Today in the Crawford Media podcast I have a conversation, recorded last week, with visiting US journalist and professor Bill Grueskin. Grueskin is in Sydney at the invitation of the Judith Nielsen Institute (JNI) to investigate the Media Bargaining Code. The code, you will recall, passed into Australian law a year ago amid much clamour and has subsequently lain dormant while Google and Facebook finalised deals with big and medium-sized Australian media organisations.

It is a measure of how significant the code is as an international precedent that someone like Grueskin has turned up specifically to examine its effects first-hand.

Bill Grueskin at the JNI building in Sydney (supplied)

In the podcast we don’t go into much detail about the code because Grueskin didn’t want to pre-empt the report he is compiling for the JNI and the Columbia Journalism Review. I plan to check in with him in several weeks time, when he’s finished interviewing and writing. He has already spoken to ACCC boss Rod Sims and I have the feeling that even if I don’t agree with his conclusions – Grueskin is currently positive about the code – he will have some very interesting information to share.

I enjoyed talking to Grueskin about his experiences managing newsrooms and the personal impact of the 9/11 attacks. We also spoke about Sarah Palin’s recent libel case against the New York Times and the dysfunction it exposed at that august news operation.

Grueskin has worked in senior positions at the Wall Street Journal, Bloomberg, and the Miami Herald, among other publications. You get a comforting sense of solidity when you speak to him.

Alan Moorehead and Cooper’s Creek

JNI have a double-streamed journalist-in-resident program, for Australian and international journos. Grueskin is the first recipient of the international fund, which is named after Alan Moorehead.

Alan Moorehead – sounds familiar, right? When I heard Moorehead’s name I just sort of nodded and carried on. But, having spent five minutes on Google, I now know the guy was extraordinary, and I also twigged I had read one of his books and loved it.

My wife is Dutch, and her father was a great collector of books. After he died one of the books she salvaged from his collection was a battered copy of Cooper’s Creek, packed up and sent back to Australia. Well, not sent back exactly. It was printed in New York in 1963, somehow ended up in The Netherlands, changed hands at least twice (there is an unfamiliar Dutch name scrawled inside), then came to my notice. I was mystified at what was described on the cover as “the magnificent nation-wide bestseller” (this was a US edition, remember).

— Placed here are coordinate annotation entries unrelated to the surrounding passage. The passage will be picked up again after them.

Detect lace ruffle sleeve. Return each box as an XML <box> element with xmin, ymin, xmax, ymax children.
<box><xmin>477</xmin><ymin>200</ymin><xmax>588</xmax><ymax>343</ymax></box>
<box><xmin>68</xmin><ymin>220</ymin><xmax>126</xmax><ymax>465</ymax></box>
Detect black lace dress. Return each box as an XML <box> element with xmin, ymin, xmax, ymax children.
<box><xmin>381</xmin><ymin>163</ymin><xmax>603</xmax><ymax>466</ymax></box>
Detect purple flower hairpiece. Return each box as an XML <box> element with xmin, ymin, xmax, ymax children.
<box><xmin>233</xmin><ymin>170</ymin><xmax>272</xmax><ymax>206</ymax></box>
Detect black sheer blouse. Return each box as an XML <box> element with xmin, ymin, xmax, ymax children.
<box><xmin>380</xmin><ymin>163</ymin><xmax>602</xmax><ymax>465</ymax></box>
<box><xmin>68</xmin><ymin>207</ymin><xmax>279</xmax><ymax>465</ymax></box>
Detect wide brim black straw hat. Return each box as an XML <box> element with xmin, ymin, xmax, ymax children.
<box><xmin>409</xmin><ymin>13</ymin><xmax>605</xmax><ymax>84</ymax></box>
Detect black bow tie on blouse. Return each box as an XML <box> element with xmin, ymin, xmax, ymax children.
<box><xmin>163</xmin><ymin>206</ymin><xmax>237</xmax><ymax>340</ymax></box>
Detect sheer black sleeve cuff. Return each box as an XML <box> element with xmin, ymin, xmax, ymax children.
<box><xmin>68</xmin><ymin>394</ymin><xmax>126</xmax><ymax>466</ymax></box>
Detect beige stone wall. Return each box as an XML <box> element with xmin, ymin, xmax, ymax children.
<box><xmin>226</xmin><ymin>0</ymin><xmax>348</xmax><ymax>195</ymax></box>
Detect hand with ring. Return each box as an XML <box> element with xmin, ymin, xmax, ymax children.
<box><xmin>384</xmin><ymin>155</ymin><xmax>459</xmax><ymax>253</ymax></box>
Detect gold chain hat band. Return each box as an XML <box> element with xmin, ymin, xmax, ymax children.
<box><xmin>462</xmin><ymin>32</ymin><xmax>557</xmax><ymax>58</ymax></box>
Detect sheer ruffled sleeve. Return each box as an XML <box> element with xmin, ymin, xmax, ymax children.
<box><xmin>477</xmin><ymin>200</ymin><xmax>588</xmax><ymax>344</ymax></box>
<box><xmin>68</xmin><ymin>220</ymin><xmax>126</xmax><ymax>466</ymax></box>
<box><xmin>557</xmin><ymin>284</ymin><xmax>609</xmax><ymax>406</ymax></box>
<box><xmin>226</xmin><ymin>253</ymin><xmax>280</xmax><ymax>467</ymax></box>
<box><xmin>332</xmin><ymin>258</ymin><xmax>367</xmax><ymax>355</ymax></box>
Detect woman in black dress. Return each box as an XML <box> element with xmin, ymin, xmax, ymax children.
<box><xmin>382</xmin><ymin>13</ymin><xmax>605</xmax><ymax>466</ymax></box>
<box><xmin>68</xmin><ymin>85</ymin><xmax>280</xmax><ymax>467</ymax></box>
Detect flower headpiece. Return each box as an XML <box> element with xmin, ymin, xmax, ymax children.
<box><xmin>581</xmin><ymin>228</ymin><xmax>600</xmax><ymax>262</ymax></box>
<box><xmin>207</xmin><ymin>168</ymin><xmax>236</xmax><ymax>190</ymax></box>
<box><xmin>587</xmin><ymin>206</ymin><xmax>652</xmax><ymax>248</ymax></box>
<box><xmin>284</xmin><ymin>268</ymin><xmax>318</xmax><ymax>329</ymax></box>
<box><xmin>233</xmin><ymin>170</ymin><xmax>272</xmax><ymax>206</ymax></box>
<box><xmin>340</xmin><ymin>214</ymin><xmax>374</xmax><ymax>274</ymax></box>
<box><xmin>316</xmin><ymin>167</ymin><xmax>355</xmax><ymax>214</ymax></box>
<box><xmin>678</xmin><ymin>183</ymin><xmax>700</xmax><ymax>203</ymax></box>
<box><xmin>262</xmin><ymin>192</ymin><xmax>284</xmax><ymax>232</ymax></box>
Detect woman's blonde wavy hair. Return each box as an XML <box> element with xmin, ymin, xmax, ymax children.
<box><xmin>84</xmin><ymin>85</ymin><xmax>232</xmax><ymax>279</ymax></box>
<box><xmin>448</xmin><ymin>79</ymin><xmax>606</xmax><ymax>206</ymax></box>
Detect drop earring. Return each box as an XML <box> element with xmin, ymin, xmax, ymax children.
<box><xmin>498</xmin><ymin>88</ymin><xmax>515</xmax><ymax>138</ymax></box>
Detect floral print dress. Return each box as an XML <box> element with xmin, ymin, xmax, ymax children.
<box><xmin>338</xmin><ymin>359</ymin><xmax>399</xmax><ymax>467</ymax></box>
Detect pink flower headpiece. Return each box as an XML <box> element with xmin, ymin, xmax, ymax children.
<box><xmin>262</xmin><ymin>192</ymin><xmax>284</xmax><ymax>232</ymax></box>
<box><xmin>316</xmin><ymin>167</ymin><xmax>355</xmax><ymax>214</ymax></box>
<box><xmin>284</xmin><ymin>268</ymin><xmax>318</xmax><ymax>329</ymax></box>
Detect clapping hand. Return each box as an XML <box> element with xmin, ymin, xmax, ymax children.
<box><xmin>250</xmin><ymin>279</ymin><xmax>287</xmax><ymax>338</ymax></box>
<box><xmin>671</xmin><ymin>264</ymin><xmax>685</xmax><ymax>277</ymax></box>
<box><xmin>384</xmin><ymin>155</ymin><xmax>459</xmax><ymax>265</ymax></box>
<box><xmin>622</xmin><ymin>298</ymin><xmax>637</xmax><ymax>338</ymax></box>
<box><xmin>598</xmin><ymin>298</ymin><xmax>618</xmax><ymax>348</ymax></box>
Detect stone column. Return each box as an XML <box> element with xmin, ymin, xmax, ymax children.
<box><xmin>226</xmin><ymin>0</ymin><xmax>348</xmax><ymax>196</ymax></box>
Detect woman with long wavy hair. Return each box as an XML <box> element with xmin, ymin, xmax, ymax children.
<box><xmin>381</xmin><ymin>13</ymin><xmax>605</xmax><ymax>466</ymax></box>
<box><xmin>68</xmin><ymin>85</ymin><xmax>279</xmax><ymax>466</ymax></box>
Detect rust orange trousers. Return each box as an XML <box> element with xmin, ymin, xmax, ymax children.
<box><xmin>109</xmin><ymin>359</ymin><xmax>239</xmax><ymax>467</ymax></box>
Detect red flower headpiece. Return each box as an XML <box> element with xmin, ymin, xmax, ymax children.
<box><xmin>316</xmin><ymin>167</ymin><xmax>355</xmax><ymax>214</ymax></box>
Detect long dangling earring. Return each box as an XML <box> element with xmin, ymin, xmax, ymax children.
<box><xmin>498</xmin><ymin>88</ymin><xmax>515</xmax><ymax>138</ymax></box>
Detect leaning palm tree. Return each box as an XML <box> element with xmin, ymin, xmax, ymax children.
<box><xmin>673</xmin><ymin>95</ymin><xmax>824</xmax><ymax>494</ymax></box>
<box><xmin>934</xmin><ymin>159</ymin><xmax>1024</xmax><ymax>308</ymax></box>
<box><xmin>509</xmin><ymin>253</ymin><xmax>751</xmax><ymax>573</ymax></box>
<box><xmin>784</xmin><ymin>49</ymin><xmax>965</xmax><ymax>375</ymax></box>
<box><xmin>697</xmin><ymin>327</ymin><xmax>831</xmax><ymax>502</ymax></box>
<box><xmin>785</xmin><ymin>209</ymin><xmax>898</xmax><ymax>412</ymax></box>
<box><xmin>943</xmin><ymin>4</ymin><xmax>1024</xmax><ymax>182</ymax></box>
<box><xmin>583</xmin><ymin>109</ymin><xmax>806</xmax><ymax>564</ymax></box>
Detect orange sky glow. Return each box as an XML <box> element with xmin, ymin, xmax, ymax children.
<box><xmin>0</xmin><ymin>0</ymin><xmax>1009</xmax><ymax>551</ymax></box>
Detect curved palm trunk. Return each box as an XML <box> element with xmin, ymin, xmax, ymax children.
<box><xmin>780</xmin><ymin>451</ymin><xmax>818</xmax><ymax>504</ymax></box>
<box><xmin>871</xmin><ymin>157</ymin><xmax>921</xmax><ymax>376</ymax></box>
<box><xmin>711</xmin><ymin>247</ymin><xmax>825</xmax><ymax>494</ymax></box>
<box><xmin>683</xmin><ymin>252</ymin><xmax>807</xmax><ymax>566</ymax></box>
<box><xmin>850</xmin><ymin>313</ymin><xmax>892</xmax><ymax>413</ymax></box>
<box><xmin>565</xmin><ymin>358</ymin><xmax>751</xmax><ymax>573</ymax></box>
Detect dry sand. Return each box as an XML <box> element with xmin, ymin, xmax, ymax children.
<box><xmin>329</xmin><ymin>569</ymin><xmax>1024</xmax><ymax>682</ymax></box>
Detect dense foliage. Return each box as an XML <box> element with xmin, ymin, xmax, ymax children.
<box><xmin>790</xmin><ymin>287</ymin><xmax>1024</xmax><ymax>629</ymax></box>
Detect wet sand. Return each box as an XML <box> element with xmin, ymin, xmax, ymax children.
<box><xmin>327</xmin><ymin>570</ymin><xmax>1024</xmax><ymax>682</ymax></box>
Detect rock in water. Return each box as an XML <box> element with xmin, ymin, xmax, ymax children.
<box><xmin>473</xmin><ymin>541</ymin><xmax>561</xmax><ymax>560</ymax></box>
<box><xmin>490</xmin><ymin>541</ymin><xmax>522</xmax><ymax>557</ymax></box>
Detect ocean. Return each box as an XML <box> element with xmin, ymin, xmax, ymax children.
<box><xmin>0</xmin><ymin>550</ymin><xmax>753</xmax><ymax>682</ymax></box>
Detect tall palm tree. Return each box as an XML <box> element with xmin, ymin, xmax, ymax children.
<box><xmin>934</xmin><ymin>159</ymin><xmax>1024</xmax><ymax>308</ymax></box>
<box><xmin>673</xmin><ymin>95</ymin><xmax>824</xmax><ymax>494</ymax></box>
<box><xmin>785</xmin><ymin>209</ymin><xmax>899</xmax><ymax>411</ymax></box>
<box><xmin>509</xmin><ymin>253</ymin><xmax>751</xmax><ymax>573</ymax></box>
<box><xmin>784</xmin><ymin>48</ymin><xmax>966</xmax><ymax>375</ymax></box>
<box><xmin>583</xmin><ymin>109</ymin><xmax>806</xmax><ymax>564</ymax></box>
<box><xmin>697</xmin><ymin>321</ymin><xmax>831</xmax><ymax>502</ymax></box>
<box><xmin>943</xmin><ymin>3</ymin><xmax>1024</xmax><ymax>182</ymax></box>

I set out on the literary journey without a great deal of conviction. A book from the 60s, much admired by the Dutch and Americans, about Burke and Wills and camels?

After more than 50 years and several global adventures, Cooper’s Creek had to be gaffer-taped back together (Crawford Media)

Just magnificent, and hardly a jarring note. I now really want to make it to Cooper Creek myself one day. And no, I didn’t spell that wrong. Somehow over the years, Cooper lost possession of the waterway.